Wall doesn't remember the July 5, 2012 attack, he told hearing officer Don Blanchard on Tuesday, because a high dose of the drugs Adderall and Lorazpam had left him in a hazy blackout that night.

The 29-year-old prison inmate said he didn't know Stephen B. Killpack, and didn't know what caused him to become so agitated that he attacked the defense attorney and stabbed him 20 times along his head, cheek, chest and hip. Only after being booked into the Salt Lake County jail that night did he become coherent enough to realize what he had done.

"I really don't remember what I did," Wall said Tuesday during his parole hearing at the Draper prison. "I was really messed up. I know I did what I did, and that's why I pleaded guilty."

Blanchard said that even today, there were "some perplexing things" about the accounts from that night, when Killpack found Wall in his Salt Lake City home, located at the corner of 1200 East and 200 South, taking down pictures from the wall and disconnecting computer wires.

Wall said Tuesday that he had never met Killpack before — and didn't know that he was a lawyer — but had simply gone inside the Salt Lake City home because, while in his drug-induced state, he saw a side door that was open.

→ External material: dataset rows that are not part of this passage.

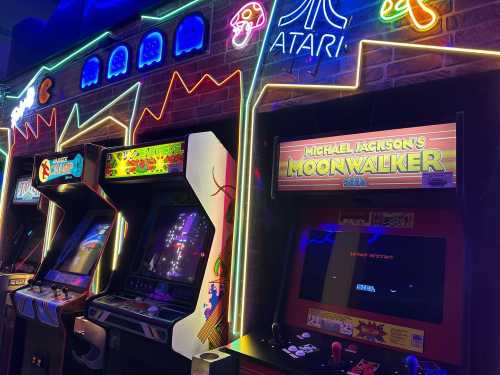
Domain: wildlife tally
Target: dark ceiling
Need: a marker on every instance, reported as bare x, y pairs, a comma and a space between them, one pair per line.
14, 11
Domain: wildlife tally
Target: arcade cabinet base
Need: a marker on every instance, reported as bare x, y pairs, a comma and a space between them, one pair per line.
310, 353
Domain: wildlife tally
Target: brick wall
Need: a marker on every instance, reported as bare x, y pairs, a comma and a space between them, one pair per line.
462, 23
206, 104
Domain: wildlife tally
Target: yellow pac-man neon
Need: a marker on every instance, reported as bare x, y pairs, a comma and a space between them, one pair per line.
422, 16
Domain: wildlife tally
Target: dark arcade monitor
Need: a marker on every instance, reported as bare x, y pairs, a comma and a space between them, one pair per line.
177, 239
393, 275
81, 252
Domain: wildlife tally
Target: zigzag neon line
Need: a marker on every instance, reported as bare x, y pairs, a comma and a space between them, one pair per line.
244, 197
172, 13
89, 125
58, 64
39, 119
176, 76
93, 42
75, 111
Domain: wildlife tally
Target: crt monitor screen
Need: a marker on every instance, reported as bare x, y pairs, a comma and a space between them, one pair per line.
393, 275
30, 244
83, 257
176, 243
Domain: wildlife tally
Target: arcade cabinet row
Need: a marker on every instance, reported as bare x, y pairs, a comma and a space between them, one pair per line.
133, 257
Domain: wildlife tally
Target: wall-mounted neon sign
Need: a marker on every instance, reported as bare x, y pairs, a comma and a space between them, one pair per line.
91, 73
410, 158
299, 32
422, 17
145, 161
190, 36
25, 104
151, 50
249, 18
25, 193
118, 62
44, 91
62, 169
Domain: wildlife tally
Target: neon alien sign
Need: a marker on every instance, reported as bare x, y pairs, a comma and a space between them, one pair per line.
309, 39
422, 16
248, 19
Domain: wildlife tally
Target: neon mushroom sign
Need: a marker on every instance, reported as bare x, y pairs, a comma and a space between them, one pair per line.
249, 18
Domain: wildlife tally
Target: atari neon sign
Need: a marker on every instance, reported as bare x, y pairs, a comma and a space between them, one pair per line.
315, 27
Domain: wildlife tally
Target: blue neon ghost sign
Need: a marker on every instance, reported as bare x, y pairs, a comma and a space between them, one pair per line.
190, 36
118, 62
91, 73
151, 50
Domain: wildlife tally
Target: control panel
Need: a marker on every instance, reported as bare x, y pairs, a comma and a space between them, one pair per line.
43, 301
302, 352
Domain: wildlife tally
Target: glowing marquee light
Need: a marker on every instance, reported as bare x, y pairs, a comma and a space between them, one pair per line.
310, 39
248, 19
422, 16
25, 104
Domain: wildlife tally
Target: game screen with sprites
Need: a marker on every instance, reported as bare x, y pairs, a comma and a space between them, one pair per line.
84, 256
394, 275
176, 245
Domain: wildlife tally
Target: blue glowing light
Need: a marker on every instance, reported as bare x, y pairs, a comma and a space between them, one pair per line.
118, 62
91, 73
190, 36
151, 50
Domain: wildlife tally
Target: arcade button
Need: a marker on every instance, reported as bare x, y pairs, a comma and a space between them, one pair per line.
305, 335
300, 353
153, 310
336, 352
55, 289
65, 292
352, 348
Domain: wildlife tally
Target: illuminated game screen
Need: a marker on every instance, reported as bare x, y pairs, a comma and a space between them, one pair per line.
85, 255
81, 252
394, 275
31, 243
25, 193
178, 239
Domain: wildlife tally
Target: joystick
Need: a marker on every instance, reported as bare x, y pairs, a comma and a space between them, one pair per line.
336, 355
411, 363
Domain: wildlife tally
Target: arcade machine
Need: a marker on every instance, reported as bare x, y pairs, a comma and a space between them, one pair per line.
21, 247
57, 294
166, 300
373, 269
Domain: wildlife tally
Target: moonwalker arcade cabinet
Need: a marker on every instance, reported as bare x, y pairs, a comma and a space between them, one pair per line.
22, 243
373, 272
58, 292
167, 299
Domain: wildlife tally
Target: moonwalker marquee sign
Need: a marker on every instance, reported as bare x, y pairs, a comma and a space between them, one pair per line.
410, 158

Blanchard said reports indicate that after Killpack found Wall inside his home, he asked for the intruder's identity, a family member's phone number and his attorney's phone number. Killpack called Wall's mother, leaving a voicemail on her work phone that she would find hours later when she went to her office.

But for some reason, Wall became agitated after Killpack called his mother, and attacked the defense attorney. Wall couldn't answer why he stabbed the man so many times.

"I wish, sir, that I could tell you," Wall told Blanchard. "It's something I wonder about daily."

Wall was sentenced in September to two consecutive two to 20 year prison sentences, after he pleaded guilty in 3rd District Court to second-degree felony counts of aggravated assault resulting in serious bodily injury and burglary.

Blanchard told Wall that parole guidelines recommend he be released in 2018, but the final decision will depend upon the parole board. Wall asked that he be sent to Odyssey House — a drug rehabilitation program ­ — rather than be put on parole and released directly back into society.

"I feel I need to do time," Wall told Blanchard. "My crimes, there's no excuse for them. They're horrendous. I wish I could give a reason why."

Killpack, 64, did not attend Wall's hearing Tuesday. Blanchard said that beyond acknowledging his injuries and the $37,000 worth of treatment he had to receive to recover from the wounds, Killpack has had no contact with the parole board, nor has he asked for a specific prison term length.